Euler Hermes identified five key drivers behind the acceleration of global growth as well as five threats to growth quality.
Five global growth “boosters”
Creating a nominal boost to confidence and investment, inflation is partially back with price recovery in 2017 essentially driven by commodity prices. Euler Hermes expects a moderate tempo to the reflationary trend.
Increased consumption and investment
Retail sales have accelerated globally, notably in the U.S. and China, while keeping a good pace in the eurozone where confidence levels are unprecedented. The investment cycle is also picking up.
Exports trade accelerator
Global exports continued to recover in H1 2017 in both volume and value terms, after 2 years of contraction in value. Global goods exports increased by +2.3 percent year-on-year in April 2017.
As global liquidity reached record high levels (above $19 trillion) monetary policy should remain broadly accommodative and abundant despite balance sheet adjustments.
Perceived political risk has generally softened, except for the U.S. Political “nudges” have arguably been underestimated in boosting growth.
Political nudges to watch in H2 2017 and through 2018
Five global risks to growth quality
Reflation could create a jaw effect
While reflation is currently positive for companies’ turnover and household consumption, there is a risk that margins and purchasing power react negatively.

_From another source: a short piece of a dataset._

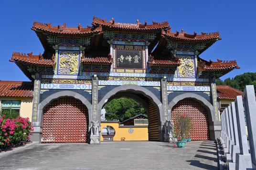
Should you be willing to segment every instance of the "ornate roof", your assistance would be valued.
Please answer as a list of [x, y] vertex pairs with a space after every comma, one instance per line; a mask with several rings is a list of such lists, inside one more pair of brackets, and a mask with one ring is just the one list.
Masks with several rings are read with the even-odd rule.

The investment cycle is largely debt financed
The return to normal business cycles brings risks in reaching peak growth sooner rather than later. In the U.S., for example, record new orders and jobs combined with higher private debt levels could result in deceleration by the end of 2017 without a sizeable fiscal stimulus. Higher debt levels are also a concern in Europe (public debt) and in major emerging markets (private debt). Higher interest rates could jeopardize the investment cycle, particularly where debt levels are high already. Latin American and Asian countries are particularly at stake.
Protectionism is not receding although the number of new protectionist measures is stabilizing, including the Argentina, India, Russia and the U.S., Russia, India and Argentina. The trend towards shorter supply-chains is, however, reinforced by financial balkanization as the global scale of total cross-border/local bank credit continues to fall despite increased import content in production.
A flat tire from a new crisis
Policymakers are focused on risks arising from not having sufficiently-recovered maneuvering room before the next crisis. Additionally, a policy failure could create significant financial stress in Europe, particularly Italy, as well as the U.S.
Political risk and markets could reconnect soon
After record political risk in Europe, the U.S. has now taken center stage. In Europe, no major political or financial crisis is expected although political uncertainty in the UK will continue to amplify financial volatility as Brexit negotiations continue. Euler Hermes expects UK GDP growth to continue to soften (+1.4 percent in 2017; +1.0 percent in 2018) as consumers increasingly feel the loss of real purchasing power.